Callum Wright makes “club music that works in headphones”. It can be addictive.

Photography by Gabriel Green

Photography by Gabriel Green


It’s no secret that the digital age changed everything in music, from undermining major labels’ stranglehold to, in some cases, damaging artists’ own livelihood. The advent of file sharing, P2P networks and the rabid feasting of the blogosphere has created a beast no one really knows how to harness for whatever intent. But while it’s given us autonomy in terms of music consumption, it’s also cranked up the hype machine to levels few aspiring artists can truly fathom. As audiences furiously demand instant gratification from the outset, it’s increasingly feeling like the serpent eating its own tail, and for those who do emerge unscathed from the maelstrom of expectation, what next?

For Callum Wright (or D/R/U/G/S) it’s been about accepting and adapting since the end of last year, when he began surfing a long wave of expectancy both here and across the pond.

“As soon as you put something on the net now, you’re an established artist in a sense,” he says. “You’re expected to be fully formed and people take that as who you are, so anything you put on Myspace or whatever, it takes you by surprise, but you have to be ready for it.

“The obsession with new stuff is pretty unhealthy, but it’s just the way it is. I’m surprised at everything that’s happened since day one to be honest. It’s always outpaced itself. I got my first gig offer before I’d had two songs written so everything’s been one step ahead of where I am. I think it’s beneficial in a way because you have to react to it and it forces you to improve.”

Having played in punk bands previously, Callum’s departure to the more spectral, layered side of electronic music seems, on the face of it, like a drastic one. He’s long been a fan of club and hip-hop though, and he says that his output as D/R/U/G/S isn’t as premeditated as it appears to be.

“I know everyone says it but it’s all been so organic. I just put the tracks out there and there was no idea behind what I was doing. I was making music for me. I’ve been in other bands and done other stuff but this project was just me making stuff I wanted to listen to. I think that’s what people hear and it is a genuine thing because I was always a big club fan and grew up around that, but I only heard music that really resonated with me about a year ago. It’s not attached to any sort of sound, it just came from the idea that I could make this kind of music.

“The way it’s evolved has been so ramshackle and very natural, you know? The way I perform is the only way I could do it. I put it together so backward and the way I use my equipment is so wrong, it’s not how it’s meant to be used. I use Roland SP404s and they’re not supposed to be used as an instrument. I just took what I had and used it to make as good a sound as possible. I try not to use computer programs as much as possible and you’ll hear a lot of live piano and live guitars.”

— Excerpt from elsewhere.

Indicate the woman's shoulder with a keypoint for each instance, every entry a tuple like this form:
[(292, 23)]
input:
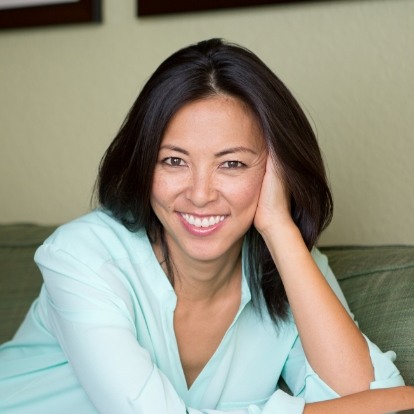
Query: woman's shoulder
[(95, 237)]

Dedicated to crafting a sound that conveys warmth and character – much like his own personality – Callum’s insistence on being a ‘dance musician’ that deviates from laptop reliance is refreshing. He finds some contentment in retaining a sense of human error in his work, consciously moving away from a systematic dependence. It’s also an intent that fiercely extends into his live shows with the focus on performing instead of just attempting to recreate.

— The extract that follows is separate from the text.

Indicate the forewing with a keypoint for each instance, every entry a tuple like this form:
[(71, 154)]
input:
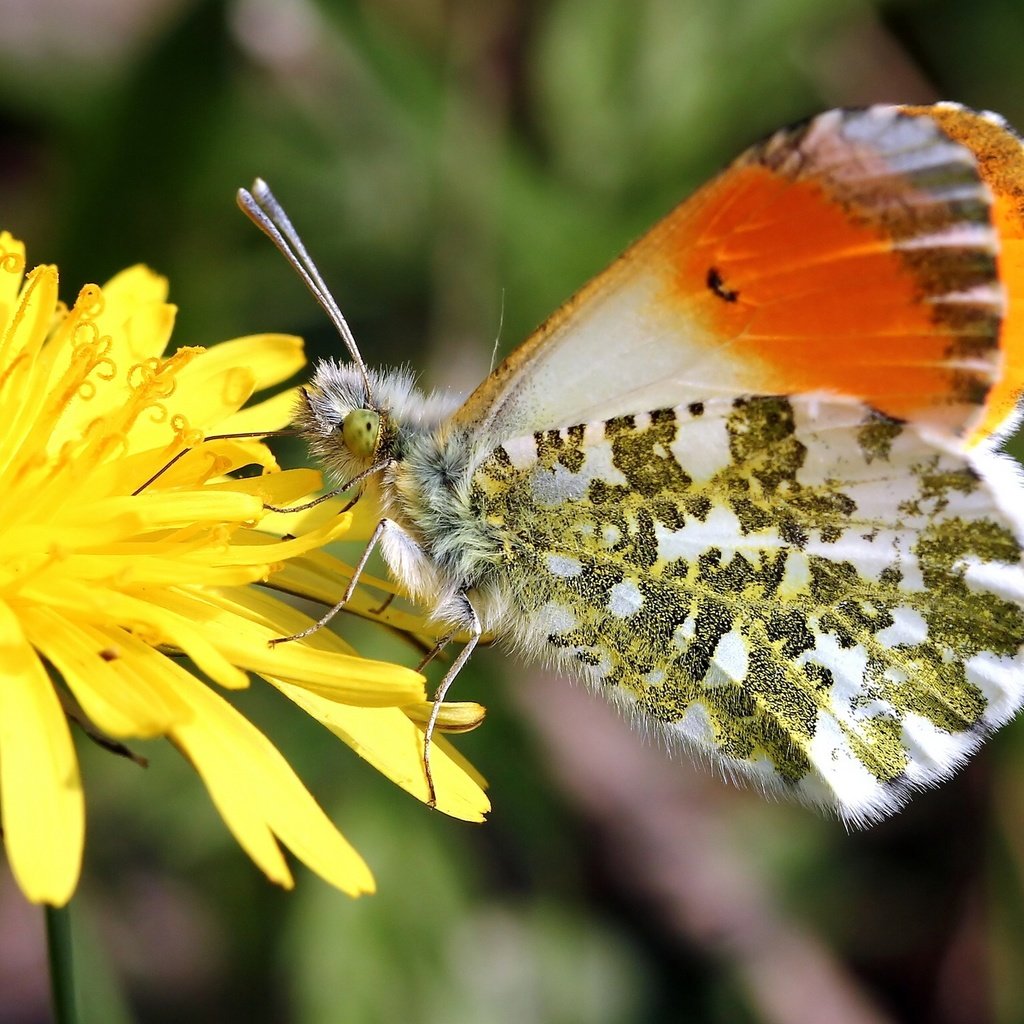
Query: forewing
[(858, 253), (807, 593)]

“Technology nowadays is incredible. It’s like having an orchestra at your fingertips. I’ve got my songs broken down into the smallest parts and, live, I rearrange it all and put it back together in a sense. The way I do it live, it keeps it interesting for me more than anything. I’ve done maybe 20-25 shows, which isn’t that many, but I try and do something different every set. I might slip in a vocal sample or something new, but it keeps it fresh and hopefully makes each show a bit more special in that sense. I don’t want it to be regurgitation and just knocking them out.

“The human error of it all is what I want to keep and that’s why I don’t use a laptop. I want it to be a performance and be actively involved in the music because you can never recreate the moment of when you write a song and it’s not what you should be trying to do.”

Like many young producers, Callum is driven and hungry, and keen to make the most of the opportunities coming his way. And like any self-respecting artist, he’s quick to acknowledge the faults and tribulations of his progression, as he is excited about the potential of developing his sound.

“When you’re making the music, it’s such a struggle with yourself. It’s definitely a product of isolation but all I can speak about is the way I make music. It can never be as good as I want it to be and it’s not a band, it’s not a democratic process, I don’t collaborate with anyone, I can’t take it to someone else and get their opinion on it.

“I try not to have too many preconceived ideas of what I’m going to do; I just let it form itself. I’ve always strived to make club music that works in headphones. I could easily just knock out an album of club bangers and turn the bass right up but that doesn’t interest me at all. That’s totally got its own place and some tracks will cross that line and they will delve more into a club sound or go the other way as more of a listening experience, but I like to try and keep that balance.”

It’s an outlook that again feels reflective of Callum himself. Animated and forthright, he isn’t afraid to make a point, but neither does he shirk the prospect of delving deeper into his thoughts.

What is abundantly apparent is that he is fully prepared to turn any constructive criticism on himself.

“I’m never satisfied with my stuff,” he exhales, “the hardest thing for me to do is to let go of a track. I tend not to give the tracks names until they’re totally finished because when you give a track a name it becomes like a kid and you get attached to it and you have to use it. It’s really hard to admit to yourself a track’s not good enough.

“I think every artist has that struggle or at least every artist doing it for the right reasons. I see it as art, and that doesn’t get said enough. It’s artistic expression that comes from a place that means something to you and you’re putting yourself out there so it should be a struggle.

“My dream was to play a festival, have a single and get played on the radio. If I could have achieved those three things, I could have died happy and all those things are happening in the next few months so I feel kind of lost now!” he laughs.

“I’m really not keen on looking ahead too much. This is it! I’m playing some amazing shows, I’m putting records out that people seem to like. It’s such a privilege and I honestly think that that doesn’t get said enough either.”